In this condition, the headache is caused by a seizure, and it may occur during and/or after the seizure. The headache may remit within hours but may last up to 3 days. As per the ICHD-3 diagnostic criteria, a headache that occurs in a patient who is having or has had a seizure recently and the causation of the headache by the seizure must be demonstrated by both the following features: headache develops along with or soon after seizure onset and headache remits once the seizure ceases. The headache should not be better accounted for by another ICHD-3 condition.

Based on the temporal association between the headache and the seizure, this entity is further subdivided as ictal epileptic headache and post-ictal headache.
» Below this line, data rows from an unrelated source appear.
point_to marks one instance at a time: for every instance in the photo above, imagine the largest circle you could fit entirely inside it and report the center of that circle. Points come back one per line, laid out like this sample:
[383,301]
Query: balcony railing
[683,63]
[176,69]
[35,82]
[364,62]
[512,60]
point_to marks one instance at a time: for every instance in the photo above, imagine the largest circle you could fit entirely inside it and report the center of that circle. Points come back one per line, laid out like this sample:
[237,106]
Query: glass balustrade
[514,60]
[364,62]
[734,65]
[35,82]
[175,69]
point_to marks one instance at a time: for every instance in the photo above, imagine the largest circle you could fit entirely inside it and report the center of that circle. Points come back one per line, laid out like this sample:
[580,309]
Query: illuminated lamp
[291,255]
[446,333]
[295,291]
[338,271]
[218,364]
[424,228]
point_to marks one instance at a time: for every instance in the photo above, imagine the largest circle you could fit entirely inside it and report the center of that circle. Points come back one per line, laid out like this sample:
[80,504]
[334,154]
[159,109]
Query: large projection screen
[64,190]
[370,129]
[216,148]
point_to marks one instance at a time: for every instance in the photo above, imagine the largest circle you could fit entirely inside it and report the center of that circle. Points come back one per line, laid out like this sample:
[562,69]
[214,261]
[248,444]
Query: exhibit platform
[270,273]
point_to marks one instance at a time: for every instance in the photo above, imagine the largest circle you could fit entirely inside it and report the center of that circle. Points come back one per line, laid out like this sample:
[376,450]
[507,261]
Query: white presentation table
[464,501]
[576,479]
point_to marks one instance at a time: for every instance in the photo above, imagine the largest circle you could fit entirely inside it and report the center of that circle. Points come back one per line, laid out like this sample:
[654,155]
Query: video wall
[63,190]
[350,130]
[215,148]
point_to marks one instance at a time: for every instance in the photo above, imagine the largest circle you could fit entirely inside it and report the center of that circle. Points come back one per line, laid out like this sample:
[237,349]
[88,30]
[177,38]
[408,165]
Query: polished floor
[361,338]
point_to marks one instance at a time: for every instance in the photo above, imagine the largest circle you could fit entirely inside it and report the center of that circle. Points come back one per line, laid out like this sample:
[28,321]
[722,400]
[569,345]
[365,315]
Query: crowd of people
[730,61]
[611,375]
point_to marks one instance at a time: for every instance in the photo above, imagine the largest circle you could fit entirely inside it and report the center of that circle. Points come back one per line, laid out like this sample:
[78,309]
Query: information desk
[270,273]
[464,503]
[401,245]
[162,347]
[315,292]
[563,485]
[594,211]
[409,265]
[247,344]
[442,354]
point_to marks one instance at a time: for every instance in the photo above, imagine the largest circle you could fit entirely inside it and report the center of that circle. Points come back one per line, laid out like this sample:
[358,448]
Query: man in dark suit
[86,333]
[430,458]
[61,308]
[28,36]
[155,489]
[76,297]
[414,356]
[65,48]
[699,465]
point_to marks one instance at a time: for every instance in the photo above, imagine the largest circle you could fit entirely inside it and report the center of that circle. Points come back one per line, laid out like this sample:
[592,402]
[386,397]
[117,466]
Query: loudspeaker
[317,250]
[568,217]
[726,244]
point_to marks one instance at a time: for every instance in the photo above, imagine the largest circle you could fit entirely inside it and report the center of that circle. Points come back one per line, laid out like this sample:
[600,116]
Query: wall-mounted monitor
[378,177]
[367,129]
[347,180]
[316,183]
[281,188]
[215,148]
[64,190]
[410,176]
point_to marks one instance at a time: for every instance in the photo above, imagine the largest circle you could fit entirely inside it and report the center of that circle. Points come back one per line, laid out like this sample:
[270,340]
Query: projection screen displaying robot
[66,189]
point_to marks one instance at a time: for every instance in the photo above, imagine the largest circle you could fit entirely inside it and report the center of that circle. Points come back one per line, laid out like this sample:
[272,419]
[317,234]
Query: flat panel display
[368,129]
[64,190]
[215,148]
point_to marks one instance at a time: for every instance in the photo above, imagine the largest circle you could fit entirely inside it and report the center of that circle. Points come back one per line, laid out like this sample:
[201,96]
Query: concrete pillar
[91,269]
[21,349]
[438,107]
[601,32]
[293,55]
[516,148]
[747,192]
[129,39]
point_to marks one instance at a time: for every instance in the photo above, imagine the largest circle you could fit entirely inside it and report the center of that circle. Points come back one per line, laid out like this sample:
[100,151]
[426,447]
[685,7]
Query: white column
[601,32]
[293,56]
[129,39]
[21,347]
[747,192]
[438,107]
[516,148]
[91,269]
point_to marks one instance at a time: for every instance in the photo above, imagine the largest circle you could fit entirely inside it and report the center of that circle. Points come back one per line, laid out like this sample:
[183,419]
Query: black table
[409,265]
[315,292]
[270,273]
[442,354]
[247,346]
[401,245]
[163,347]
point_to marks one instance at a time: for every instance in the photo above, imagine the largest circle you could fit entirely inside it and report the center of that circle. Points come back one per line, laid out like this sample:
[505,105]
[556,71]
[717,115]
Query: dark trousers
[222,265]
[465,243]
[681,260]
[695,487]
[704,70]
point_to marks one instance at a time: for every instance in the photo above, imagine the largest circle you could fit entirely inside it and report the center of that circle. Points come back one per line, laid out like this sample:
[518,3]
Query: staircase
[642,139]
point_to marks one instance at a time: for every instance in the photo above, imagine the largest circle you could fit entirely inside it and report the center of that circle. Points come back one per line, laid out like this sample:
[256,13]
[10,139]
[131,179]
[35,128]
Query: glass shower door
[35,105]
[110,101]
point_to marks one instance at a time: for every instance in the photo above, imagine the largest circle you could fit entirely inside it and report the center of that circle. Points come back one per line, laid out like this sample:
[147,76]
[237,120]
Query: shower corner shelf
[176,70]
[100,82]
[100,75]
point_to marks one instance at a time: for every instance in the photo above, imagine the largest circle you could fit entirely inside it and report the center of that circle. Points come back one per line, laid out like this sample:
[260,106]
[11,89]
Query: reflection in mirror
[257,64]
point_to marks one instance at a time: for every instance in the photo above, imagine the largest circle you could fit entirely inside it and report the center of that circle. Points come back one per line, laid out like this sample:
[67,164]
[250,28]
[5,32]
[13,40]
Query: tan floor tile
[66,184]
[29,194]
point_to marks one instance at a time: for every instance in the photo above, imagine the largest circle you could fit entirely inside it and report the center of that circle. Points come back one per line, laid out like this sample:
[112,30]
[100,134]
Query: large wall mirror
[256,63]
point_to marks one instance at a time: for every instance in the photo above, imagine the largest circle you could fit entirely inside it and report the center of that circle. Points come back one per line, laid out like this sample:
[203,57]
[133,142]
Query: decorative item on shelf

7.6.1 Ictal epileptic headache

This headache is caused by a focal seizure, occurs ipsilateral to the epileptiform discharges, begins during the seizures, and remits with seizure cessation or soon after. The term “ictal epileptic headache” has been included recently in ICHD-3. Diagnosis is based on the presence of headache in a patient with a partial seizure. The causative association needs to fulfill specific features: For example, the headache must begin concomitantly with the seizure. Additionally, at least one of the following two characteristics must be present: headache occurs on the same side as the epileptiform discharges and/or headache shows improvement or resolution with or soon after cessation of the seizure. As emphasized by Parisi et al., underrecognition of this condition may lead to errors in appropriate treatment.[26],[27],[28] Nonconvulsive status epilepticus in a patient with occipital epilepsy manifesting with migraine alone has also been reported in one patient; this was termed status epilepticus migrainosus.[29] An extremely rare variant of ictal epileptic headache is hemicrania epileptica, which requires an ipsilateral relationship between headache and the epileptogenic focus.[7]

7.6.2 post-ictal headache

Post-ictal headaches occur within 3 hours of a seizure and remit within 72 hours of the seizure.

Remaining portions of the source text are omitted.